Obbligazioni – 12 marzo 2020

Questa data passerà alla storia e l’unico vantaggio è di poter raccontare un giorno: io ero lì.

Tra le vittime sacrificali cui verranno comunque attribuite delle responsabilità per la disfatta dei mercati finanziari figurerà sicuramente Christine Lagarde, rea di un’espressione infelice, dettata forse dall’emozione a stento contenuta quando ci si trova ad affrontare situazioni drammatiche che ha certo innescato una reazione che – ci sia concesso definire – premeditata.

L’errore a monte non è nella comunicazione del Presidente della Bce, ma della scelta da parte della massima istituzione monetaria di mantenere un’agenda ordinaria, a partire dalla riunione, orari e protocollo come se continuassimo a vivere in una situazione di normalità che tutti sappiamo non essere.

Le scelte, chi dice eccessivamente prudenti, chi insufficienti, non sarebbero state, anche in ipotesi diversa, capaci di invertire il corso degli eventi. Ma un decisionismo più immediato e meglio ancora se coordinato con atti concreti da parte di Bruxelles avrebbe forse potuto sortire un effetto diverso.

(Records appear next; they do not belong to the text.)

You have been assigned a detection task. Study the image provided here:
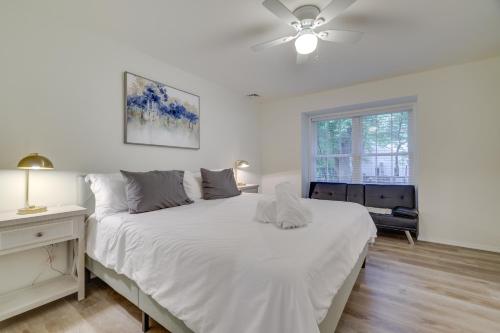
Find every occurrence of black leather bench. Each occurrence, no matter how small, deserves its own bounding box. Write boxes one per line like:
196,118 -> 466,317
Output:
309,182 -> 418,244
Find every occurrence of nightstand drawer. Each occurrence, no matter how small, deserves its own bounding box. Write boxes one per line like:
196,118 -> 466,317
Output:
0,219 -> 75,250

A Lagarde, quindi, il nostro rispetto, dovuto, e la nostra piena comprensione al di là del fatto di vedere il Btp svettare al 2% e lo spread allargarsi scompostamente, ma è un fenomeno comune a tutti i Paesi dell’Unione che si sono scollati a ferrea testimonianza della inconfutabile coesione politica che non si realizza firmando un trattato, tanto meno a parole, ma con i fatti.

Peraltro, lo stesso Bund perde abbondantemente terreno (20 centesimi di rendimento vista la risalita al -0.60%) e non va meglio al T-bond che segna 0.90% (sessanta centesimi in più dai minimi di inizio settimana) nonostante la nuova offensiva della Fed.

Nel panic-selling generalizzato che non ha risparmiato nemmeno l’oro sceso sotto 1600 dollari, forse una pausa sarebbe quanto mai necessaria: un week-end è troppo breve.